The Chair may call meetings consistent with the W3C Process requirements for meetings.

Communication

This group conducts its substantive work exclusively on the public mailing list public-social-interest@w3.org (archive) for Interest Group discussion and encourages non-member contributions on that list. Administrative tasks may be conducted Member-only communications. Task forces may use separate public mailing lists to conduct their work.

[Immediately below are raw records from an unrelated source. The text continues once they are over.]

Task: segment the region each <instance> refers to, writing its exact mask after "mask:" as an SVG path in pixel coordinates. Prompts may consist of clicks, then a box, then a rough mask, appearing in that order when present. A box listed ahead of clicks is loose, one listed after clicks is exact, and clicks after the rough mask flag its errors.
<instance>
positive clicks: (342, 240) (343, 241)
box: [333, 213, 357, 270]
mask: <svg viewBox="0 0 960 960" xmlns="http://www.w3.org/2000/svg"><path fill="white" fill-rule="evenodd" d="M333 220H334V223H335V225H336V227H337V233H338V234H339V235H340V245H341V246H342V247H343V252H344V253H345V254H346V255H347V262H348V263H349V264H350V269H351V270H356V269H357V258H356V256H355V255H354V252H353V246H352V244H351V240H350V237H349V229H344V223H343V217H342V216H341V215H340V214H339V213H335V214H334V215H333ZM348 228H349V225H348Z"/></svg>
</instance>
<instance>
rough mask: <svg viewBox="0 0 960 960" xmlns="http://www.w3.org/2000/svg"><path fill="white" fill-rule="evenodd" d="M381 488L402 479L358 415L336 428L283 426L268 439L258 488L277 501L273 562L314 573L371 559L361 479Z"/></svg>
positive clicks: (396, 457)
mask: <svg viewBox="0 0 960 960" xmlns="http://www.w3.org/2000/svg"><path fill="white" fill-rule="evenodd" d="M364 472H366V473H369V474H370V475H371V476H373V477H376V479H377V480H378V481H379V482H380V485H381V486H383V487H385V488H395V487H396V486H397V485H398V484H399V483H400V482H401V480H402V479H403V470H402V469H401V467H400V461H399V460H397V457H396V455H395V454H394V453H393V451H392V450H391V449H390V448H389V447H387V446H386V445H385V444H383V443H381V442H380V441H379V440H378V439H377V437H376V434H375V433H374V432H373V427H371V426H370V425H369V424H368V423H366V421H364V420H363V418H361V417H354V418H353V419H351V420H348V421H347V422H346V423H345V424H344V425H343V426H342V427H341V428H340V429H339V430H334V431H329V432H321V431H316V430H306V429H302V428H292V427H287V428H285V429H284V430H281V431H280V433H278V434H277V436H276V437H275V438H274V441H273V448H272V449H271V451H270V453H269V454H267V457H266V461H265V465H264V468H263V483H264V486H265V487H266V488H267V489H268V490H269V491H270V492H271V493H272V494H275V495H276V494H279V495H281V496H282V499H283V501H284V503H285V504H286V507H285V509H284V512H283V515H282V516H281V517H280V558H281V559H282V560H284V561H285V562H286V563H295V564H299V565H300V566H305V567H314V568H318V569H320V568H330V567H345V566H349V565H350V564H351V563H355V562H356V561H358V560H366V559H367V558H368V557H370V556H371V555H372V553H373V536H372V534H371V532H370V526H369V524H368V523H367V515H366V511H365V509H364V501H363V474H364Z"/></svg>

Information about the group (deliverables, participants, face-to-face meetings, teleconferences, etc.) is available from the Social Interest Group home page.

Patent Policy

The Social Interest Group provides an opportunity to share perspectives on the topic addressed by this charter. W3C reminds Interest Group participants of their obligation to comply with patent disclosure obligations as set out in Section 6 of the W3C Patent Policy. While the Interest Group does not produce Recommendation-track documents, when Interest Group participants review Recommendation-track specifications from Working Groups, the patent disclosure obligations do apply.

For more information about disclosure obligations for this group, please see the W3C Patent Policy Implementation.

About this Charter

This charter for the Social Interest Group has been created according to section 6.2 of the Process Document. In the event of a conflict between this document or the provisions of any charter and the W3C Process, the W3C Process shall take precedence.